Commissie: Zorg Algemeen
Categorie: (On)Zorgvuldig handeleninformatie(verstrekking)
Jaartal: 2022
Soort uitspraak: bindend advies
Uitkomst: gegrond
Referentiecode:
170196/182138
De uitspraak:
Waar gaat de uitspraak over?
Volgens de cliënte heeft de zorgaanbieder de veiligheid en zorg voor de cliënte niet gegarandeerd na ontslag van de gastouder van de cliënte, waardoor de cliënte in een crisisopvang is beland. Ook klaagt de cliënte over de communicatie. De zorgaanbieder is van mening voldoende professionele zorg te hebben geboden, maar ondervond tegenwerking van de naasten van de cliënten die deze zorg niet aanvaardden.

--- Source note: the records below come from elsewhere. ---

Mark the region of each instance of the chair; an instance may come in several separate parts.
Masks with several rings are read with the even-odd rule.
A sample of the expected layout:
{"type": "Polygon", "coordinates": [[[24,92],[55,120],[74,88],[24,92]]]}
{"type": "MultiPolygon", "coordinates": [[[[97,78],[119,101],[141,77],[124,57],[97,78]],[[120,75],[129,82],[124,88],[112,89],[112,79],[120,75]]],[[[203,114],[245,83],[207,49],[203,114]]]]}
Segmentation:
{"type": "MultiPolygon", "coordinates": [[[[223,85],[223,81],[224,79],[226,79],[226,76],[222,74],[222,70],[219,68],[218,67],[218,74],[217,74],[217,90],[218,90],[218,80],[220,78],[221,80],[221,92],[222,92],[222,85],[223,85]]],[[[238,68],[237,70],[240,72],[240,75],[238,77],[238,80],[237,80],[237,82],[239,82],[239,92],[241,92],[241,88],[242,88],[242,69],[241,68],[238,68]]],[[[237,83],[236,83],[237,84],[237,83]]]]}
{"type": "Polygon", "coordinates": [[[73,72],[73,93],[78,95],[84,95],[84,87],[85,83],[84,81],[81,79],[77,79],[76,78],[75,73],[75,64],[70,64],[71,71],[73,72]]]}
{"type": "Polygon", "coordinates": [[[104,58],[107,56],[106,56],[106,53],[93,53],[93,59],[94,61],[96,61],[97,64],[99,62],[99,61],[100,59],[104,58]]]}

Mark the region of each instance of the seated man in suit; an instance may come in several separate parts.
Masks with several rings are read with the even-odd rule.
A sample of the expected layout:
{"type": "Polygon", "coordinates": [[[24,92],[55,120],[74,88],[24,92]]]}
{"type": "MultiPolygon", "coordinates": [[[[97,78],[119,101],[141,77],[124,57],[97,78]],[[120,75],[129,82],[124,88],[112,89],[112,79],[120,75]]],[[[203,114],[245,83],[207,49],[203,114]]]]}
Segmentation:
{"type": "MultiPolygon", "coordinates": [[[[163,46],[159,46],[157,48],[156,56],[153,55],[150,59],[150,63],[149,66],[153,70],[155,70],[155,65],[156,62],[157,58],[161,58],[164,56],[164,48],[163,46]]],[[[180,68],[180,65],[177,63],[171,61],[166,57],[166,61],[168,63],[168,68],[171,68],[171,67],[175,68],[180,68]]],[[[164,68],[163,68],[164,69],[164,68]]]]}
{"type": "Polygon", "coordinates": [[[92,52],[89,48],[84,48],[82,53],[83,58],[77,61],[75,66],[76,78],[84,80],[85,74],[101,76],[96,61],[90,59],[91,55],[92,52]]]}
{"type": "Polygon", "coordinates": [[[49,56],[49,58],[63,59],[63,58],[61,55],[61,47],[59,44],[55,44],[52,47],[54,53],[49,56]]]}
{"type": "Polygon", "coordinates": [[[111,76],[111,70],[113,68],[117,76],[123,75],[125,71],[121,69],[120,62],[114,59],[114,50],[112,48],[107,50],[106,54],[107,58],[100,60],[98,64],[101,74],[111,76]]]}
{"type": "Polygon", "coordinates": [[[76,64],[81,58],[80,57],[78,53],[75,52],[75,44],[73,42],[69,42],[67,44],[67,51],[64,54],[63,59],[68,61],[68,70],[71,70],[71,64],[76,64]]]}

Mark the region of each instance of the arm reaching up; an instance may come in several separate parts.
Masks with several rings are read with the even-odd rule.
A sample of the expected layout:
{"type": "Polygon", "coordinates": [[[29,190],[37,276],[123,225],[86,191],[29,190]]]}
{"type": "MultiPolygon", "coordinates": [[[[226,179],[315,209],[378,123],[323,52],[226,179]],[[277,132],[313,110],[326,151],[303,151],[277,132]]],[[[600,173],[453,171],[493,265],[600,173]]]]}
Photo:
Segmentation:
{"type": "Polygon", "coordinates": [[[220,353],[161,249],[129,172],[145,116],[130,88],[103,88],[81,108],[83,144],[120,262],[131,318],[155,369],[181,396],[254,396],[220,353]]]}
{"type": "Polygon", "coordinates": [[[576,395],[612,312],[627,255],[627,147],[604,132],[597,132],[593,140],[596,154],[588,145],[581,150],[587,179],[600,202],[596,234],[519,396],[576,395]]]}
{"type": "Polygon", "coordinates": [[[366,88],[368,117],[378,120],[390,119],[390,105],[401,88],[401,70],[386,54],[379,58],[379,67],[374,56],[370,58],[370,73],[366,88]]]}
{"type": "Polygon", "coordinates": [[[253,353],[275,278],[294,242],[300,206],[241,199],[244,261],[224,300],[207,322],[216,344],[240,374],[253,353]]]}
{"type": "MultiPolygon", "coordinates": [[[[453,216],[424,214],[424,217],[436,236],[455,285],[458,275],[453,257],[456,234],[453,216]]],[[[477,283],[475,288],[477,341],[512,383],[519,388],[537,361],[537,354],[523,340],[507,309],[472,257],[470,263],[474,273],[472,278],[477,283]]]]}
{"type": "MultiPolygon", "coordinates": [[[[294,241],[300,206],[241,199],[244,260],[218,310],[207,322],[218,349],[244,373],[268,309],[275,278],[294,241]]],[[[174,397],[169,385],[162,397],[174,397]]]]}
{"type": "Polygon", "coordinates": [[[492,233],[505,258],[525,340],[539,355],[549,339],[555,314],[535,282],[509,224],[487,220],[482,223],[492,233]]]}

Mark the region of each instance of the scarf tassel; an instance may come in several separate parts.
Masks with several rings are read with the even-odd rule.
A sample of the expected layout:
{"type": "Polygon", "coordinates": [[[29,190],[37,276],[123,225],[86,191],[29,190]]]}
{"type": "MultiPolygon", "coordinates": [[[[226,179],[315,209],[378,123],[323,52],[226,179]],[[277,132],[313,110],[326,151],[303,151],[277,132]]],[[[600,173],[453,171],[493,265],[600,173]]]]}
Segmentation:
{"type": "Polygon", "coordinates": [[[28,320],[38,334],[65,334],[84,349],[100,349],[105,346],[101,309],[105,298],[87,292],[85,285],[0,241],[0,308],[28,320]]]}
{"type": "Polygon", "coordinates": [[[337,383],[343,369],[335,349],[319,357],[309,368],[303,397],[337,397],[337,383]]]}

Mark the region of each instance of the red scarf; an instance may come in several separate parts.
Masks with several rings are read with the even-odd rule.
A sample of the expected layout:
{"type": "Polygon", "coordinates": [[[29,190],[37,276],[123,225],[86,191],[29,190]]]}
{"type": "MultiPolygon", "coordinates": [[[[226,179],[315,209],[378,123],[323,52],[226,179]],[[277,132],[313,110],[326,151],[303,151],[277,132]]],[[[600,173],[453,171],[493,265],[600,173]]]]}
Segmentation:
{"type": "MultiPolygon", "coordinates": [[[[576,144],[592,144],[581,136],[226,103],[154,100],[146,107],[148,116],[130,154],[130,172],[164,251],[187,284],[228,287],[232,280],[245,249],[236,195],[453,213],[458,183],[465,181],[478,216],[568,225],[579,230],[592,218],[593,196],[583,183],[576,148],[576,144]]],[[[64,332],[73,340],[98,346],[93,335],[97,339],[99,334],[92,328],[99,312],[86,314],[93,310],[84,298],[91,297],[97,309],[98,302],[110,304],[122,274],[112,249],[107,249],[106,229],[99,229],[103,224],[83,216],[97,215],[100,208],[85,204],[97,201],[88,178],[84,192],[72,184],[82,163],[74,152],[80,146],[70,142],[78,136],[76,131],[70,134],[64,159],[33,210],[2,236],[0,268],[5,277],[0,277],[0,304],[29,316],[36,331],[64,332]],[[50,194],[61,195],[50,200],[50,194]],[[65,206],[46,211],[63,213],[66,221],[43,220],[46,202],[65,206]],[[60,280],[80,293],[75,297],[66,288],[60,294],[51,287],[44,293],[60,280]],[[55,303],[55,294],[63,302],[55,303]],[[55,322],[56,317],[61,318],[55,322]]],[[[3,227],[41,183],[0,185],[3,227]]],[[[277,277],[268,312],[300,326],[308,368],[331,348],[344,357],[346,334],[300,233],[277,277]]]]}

Naar het oordeel van de commissie had de zorgaanbieder meer rekening moeten houden met de gevolgen van het ontslag van de gastouder. Na het ontslag was de zorgverlening voor de cliënt niet op orde. Ook in de informatieverstrekking is de zorgaanbieder tekortgeschoten. De klacht is gegrond en de zorgaanbieder moet een schadevergoeding betalen.
De uitspraak
in het geschil tussen
[Naam], (hierna te noemen: klager) gemachtigde van [naam],(hierna te noemen: de cliënte) wonende te [naam]
en
Zorgdetail B.V. h.o.d.n. Sorgh.nl, gevestigd te Ruurlo
(hierna te noemen: de zorgaanbieder),
gemachtigde: [naam]
Behandeling van het geschil
Partijen zijn tijdig en behoorlijk opgeroepen ter zitting te verschijnen.
Partijen zijn overeengekomen dit geschil bij bindend advies door de Geschillencommissie Zorg Algemeen (verder te noemen: de commissie) te laten beslechten.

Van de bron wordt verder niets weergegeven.